The LAist Interview: Lauren Teukolsky, Public Interest Lawyer
The legal world in Los Angeles conjures up images of shiny glass Bunker Hill skyscrapers populated by Arnie Becker-type sharks shuffling around in perfectly tailored Hugo Boss suits and Gucci loafers, all the while servicing their big-money, high-profile clients. Some might also think of the sleazy Larry H. Parkers of the world who guilelessly peddle their personal injury services on daytime television.
Los Angeles is also home to many of a special breed -- the public interest lawyer -- who represent those who might otherwise lack access to legal resources. Do-gooder attorneys like Lauren Teukolsky, associate at the highly-regarded local civil rights and employment firm Hadsell & Stormer, make those nasty lawyer jokes that most of us make without a second thought seem hackneyed and cliché.
1. Age and Occupation:
2. Where are you from?
3. How long have you lived in Los Angeles and in what neighborhood do you reside?
7 years, Silverlake
4. As a public interest lawyer, your professional life is probably at least a little bit different than what’s depicted on "LA Law," right?
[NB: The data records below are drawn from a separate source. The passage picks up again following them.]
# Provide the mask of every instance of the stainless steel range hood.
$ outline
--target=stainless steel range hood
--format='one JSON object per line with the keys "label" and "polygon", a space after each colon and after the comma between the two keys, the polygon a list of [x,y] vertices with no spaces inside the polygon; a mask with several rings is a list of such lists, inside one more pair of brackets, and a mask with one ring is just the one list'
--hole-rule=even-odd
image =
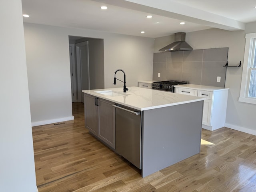
{"label": "stainless steel range hood", "polygon": [[185,41],[186,33],[180,32],[174,34],[175,42],[160,49],[159,51],[178,51],[193,50],[190,45]]}

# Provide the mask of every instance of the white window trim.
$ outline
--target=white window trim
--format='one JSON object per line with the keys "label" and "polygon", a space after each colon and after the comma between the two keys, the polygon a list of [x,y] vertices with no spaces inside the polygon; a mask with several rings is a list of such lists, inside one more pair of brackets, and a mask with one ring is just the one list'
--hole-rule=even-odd
{"label": "white window trim", "polygon": [[252,59],[252,49],[253,48],[252,45],[254,39],[256,38],[256,33],[246,34],[245,38],[246,40],[245,41],[245,48],[244,49],[244,64],[243,65],[242,81],[241,82],[240,96],[238,98],[238,101],[256,104],[256,98],[249,97],[247,96],[248,95],[249,78],[250,77],[250,74],[249,72]]}

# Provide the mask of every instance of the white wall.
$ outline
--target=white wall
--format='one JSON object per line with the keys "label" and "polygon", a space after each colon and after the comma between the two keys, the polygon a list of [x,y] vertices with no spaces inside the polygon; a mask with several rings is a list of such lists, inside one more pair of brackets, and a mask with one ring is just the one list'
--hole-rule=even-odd
{"label": "white wall", "polygon": [[113,84],[119,68],[128,87],[152,78],[153,38],[29,23],[24,28],[32,125],[72,116],[68,35],[104,39],[105,88],[123,86]]}
{"label": "white wall", "polygon": [[[230,32],[213,28],[186,34],[186,41],[194,50],[228,47],[228,60],[230,66],[238,66],[244,60],[245,34],[256,32],[256,22],[246,24],[248,31]],[[166,37],[165,38],[166,38]],[[155,41],[159,42],[158,38]],[[172,41],[158,44],[161,48]],[[156,47],[155,50],[158,50]],[[256,135],[255,112],[256,105],[238,102],[242,68],[227,68],[225,86],[229,88],[226,126]]]}
{"label": "white wall", "polygon": [[0,1],[0,191],[37,191],[21,0]]}

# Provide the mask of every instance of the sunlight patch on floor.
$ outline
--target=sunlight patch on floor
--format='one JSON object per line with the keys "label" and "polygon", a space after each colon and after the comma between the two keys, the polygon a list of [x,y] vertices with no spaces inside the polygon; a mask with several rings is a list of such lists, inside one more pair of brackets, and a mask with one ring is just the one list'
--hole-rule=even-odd
{"label": "sunlight patch on floor", "polygon": [[215,145],[214,143],[211,143],[208,141],[206,141],[203,139],[201,139],[201,145]]}

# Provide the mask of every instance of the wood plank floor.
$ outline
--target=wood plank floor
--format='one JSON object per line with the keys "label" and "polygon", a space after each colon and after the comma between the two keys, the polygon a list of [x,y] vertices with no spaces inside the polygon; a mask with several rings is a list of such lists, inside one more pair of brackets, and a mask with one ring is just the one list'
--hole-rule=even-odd
{"label": "wood plank floor", "polygon": [[142,178],[89,134],[83,104],[73,109],[74,121],[32,128],[39,192],[256,192],[255,136],[203,129],[199,154]]}

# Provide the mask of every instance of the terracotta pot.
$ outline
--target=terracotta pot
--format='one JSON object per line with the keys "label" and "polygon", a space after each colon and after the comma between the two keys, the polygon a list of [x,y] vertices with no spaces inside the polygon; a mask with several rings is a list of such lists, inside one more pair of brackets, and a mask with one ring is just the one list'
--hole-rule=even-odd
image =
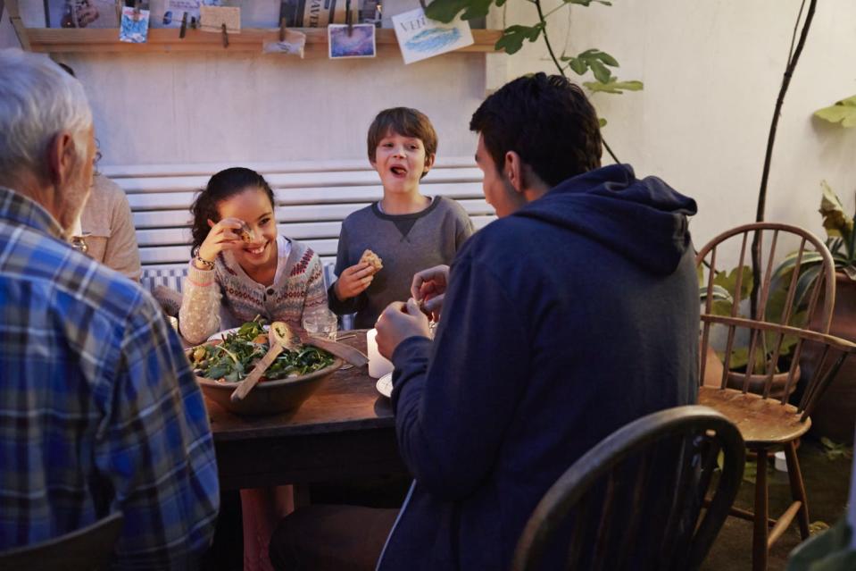
{"label": "terracotta pot", "polygon": [[[719,388],[719,383],[722,382],[722,362],[719,360],[719,357],[717,357],[716,351],[711,348],[708,348],[707,355],[705,356],[706,363],[704,365],[704,386],[706,387],[715,387]],[[796,387],[800,381],[800,367],[797,365],[796,371],[794,372],[796,375],[796,380],[791,384],[791,394],[796,390]],[[743,390],[743,381],[744,374],[736,373],[734,371],[728,372],[728,380],[727,381],[727,387],[729,389],[736,389],[737,390]],[[764,381],[766,380],[767,375],[764,374],[752,374],[749,379],[749,391],[754,392],[757,394],[761,394],[764,392]],[[778,373],[773,375],[773,384],[770,386],[769,390],[769,398],[770,399],[780,399],[782,392],[785,390],[785,383],[787,382],[787,372]]]}
{"label": "terracotta pot", "polygon": [[[800,365],[796,366],[796,370],[794,372],[794,380],[791,383],[791,390],[788,394],[794,394],[794,391],[796,390],[797,384],[800,382]],[[728,388],[736,389],[737,390],[743,390],[743,382],[745,378],[745,374],[736,373],[735,371],[728,372]],[[756,394],[763,394],[764,392],[764,382],[767,380],[766,374],[752,374],[749,377],[749,392],[754,392]],[[773,375],[773,383],[769,388],[769,398],[770,399],[781,399],[782,395],[785,393],[785,384],[787,382],[787,371],[785,373],[777,373]]]}
{"label": "terracotta pot", "polygon": [[[822,294],[820,302],[822,302]],[[816,312],[819,313],[819,312]],[[812,329],[819,326],[819,318],[811,320]],[[835,274],[835,306],[829,333],[856,342],[856,282],[844,273]],[[820,348],[807,343],[800,365],[803,378],[814,375],[814,365]],[[852,443],[856,424],[856,358],[849,357],[837,376],[827,388],[811,415],[811,433],[834,441]]]}

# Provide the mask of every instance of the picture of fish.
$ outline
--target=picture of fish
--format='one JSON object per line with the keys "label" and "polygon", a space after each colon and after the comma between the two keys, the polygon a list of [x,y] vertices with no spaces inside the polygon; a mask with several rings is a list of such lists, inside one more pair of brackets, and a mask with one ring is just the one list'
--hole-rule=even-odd
{"label": "picture of fish", "polygon": [[405,45],[414,52],[436,52],[460,39],[457,28],[430,28],[411,38]]}
{"label": "picture of fish", "polygon": [[374,57],[375,27],[372,24],[330,24],[327,28],[330,59]]}

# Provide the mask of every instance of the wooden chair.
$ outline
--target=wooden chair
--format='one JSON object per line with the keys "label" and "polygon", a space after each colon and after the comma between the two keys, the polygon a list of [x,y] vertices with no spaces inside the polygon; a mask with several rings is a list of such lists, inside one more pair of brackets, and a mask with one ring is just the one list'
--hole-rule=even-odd
{"label": "wooden chair", "polygon": [[[722,472],[711,478],[720,451]],[[560,558],[566,569],[696,569],[728,515],[744,462],[739,431],[711,408],[678,407],[639,418],[547,491],[511,569],[553,569],[543,564]],[[711,481],[715,493],[699,522]]]}
{"label": "wooden chair", "polygon": [[123,516],[116,512],[95,524],[46,542],[0,553],[0,569],[94,571],[107,567],[121,532]]}
{"label": "wooden chair", "polygon": [[[798,246],[796,253],[787,257],[791,271],[783,273],[774,267],[774,258],[782,257],[777,256],[777,247],[780,240],[786,241],[785,237],[795,239]],[[752,304],[742,295],[742,290],[746,290],[741,283],[744,276],[744,273],[737,273],[731,310],[721,315],[723,312],[717,310],[714,301],[714,276],[724,269],[718,263],[727,255],[736,255],[737,267],[751,265],[752,255],[749,244],[752,240],[759,244],[756,265],[759,270],[753,281],[757,284],[757,302]],[[735,244],[739,248],[729,249],[729,245]],[[794,516],[802,538],[809,536],[808,503],[796,456],[796,441],[810,427],[810,415],[815,404],[844,358],[856,350],[856,345],[826,334],[835,304],[835,266],[826,246],[811,233],[777,223],[740,226],[704,246],[696,256],[696,264],[706,284],[701,326],[700,379],[702,382],[711,367],[709,348],[714,346],[718,334],[719,347],[724,346],[722,365],[716,372],[720,375],[719,386],[702,386],[699,404],[711,407],[731,419],[740,429],[746,446],[756,455],[754,511],[732,508],[731,513],[754,523],[752,569],[766,569],[770,546]],[[778,307],[773,311],[771,307],[777,305],[773,303],[777,297]],[[802,323],[794,323],[802,307],[807,307]],[[750,317],[741,313],[749,314]],[[801,326],[794,327],[794,324]],[[739,388],[728,388],[729,369],[738,346],[746,350],[746,365],[736,377]],[[789,397],[799,381],[801,357],[809,355],[814,361],[810,364],[813,374],[810,379],[803,380],[799,404],[790,405]],[[784,386],[776,398],[772,398],[777,367],[783,370],[777,376],[784,377]],[[730,374],[734,378],[735,374]],[[754,384],[753,390],[757,393],[750,390],[751,384]],[[769,454],[777,449],[785,451],[794,501],[775,520],[768,514],[767,464]]]}

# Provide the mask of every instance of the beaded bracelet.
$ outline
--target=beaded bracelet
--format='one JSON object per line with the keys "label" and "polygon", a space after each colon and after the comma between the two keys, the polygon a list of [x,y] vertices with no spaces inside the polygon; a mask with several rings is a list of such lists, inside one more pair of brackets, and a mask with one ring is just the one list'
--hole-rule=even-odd
{"label": "beaded bracelet", "polygon": [[[206,270],[213,270],[213,269],[214,269],[214,263],[213,263],[213,262],[209,262],[208,260],[204,260],[204,259],[202,258],[202,256],[199,256],[198,254],[196,254],[196,257],[195,257],[194,260],[195,260],[195,262],[199,263],[200,265],[202,265],[203,266],[204,266],[204,268],[205,268]],[[199,268],[199,269],[202,269],[202,268]]]}

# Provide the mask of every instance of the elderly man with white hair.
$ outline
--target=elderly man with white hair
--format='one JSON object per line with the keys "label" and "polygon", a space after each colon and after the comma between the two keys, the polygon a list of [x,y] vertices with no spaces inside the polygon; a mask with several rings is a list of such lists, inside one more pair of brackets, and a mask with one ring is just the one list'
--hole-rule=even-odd
{"label": "elderly man with white hair", "polygon": [[92,184],[92,113],[55,63],[0,50],[0,551],[121,510],[116,568],[193,568],[217,466],[175,332],[66,242]]}

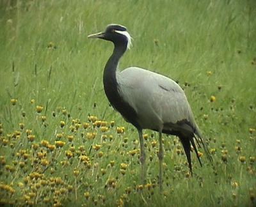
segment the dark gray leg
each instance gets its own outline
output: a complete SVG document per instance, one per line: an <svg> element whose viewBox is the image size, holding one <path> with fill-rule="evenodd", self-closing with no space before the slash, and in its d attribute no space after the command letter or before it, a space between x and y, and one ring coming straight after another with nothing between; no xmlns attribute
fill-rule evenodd
<svg viewBox="0 0 256 207"><path fill-rule="evenodd" d="M159 131L159 151L157 154L159 159L159 189L160 192L163 192L163 159L164 157L164 151L162 143L162 132Z"/></svg>
<svg viewBox="0 0 256 207"><path fill-rule="evenodd" d="M140 162L141 164L141 182L142 184L146 183L145 174L146 174L146 154L144 150L144 142L143 137L142 135L142 130L138 130L140 137Z"/></svg>

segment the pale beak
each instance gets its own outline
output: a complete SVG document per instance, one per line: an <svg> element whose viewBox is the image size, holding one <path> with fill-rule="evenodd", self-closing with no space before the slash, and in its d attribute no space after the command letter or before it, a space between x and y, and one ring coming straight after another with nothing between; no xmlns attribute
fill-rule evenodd
<svg viewBox="0 0 256 207"><path fill-rule="evenodd" d="M88 36L88 38L103 38L105 36L104 33L98 33L96 34L92 34Z"/></svg>

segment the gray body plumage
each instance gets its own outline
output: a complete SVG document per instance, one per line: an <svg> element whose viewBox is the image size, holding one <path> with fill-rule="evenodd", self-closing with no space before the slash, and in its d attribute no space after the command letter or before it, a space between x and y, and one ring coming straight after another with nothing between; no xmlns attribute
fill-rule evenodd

It’s true that I work in a funky building in Pasadena with Jimi Hendrix posters on the wall and a lava lamp in the conference room, and also that I get to wear jeans to work. That being said, my professional life sometimes bears an unfortunate resemblance to a TV show. We sue corporations a lot, so I spend much of my time in high rise buildings downtown being yelled at by really mean high-powered attorneys who feel demeaned by a young female attorney making objections on behalf of her client. Hmm…..maybe there’s an idea for an “LA Law II.”
5. That phrase “public interest” is tricky. What does it mean to you?
I don’t get too philosophical about it. I see a big part of my job as trying to keep corporations honest. A few of my friends are public defenders, and they enforce the constitution and try to keep the government honest. I have friends who do Legal Aid work who provide representation for people who are too poor to afford it otherwise. I have friends at the ACLU who bring strategic lawsuits to enforce principles that I happen to agree with. All of these are examples of public interest work.
6. What motivates you to keep fighting the good fight and not selling out to the corporate Man?
I have way too much fun in my job to even think about going to work for the Man. Plus, my rich friends let me swim in their pools and eat their food, so who needs the Man?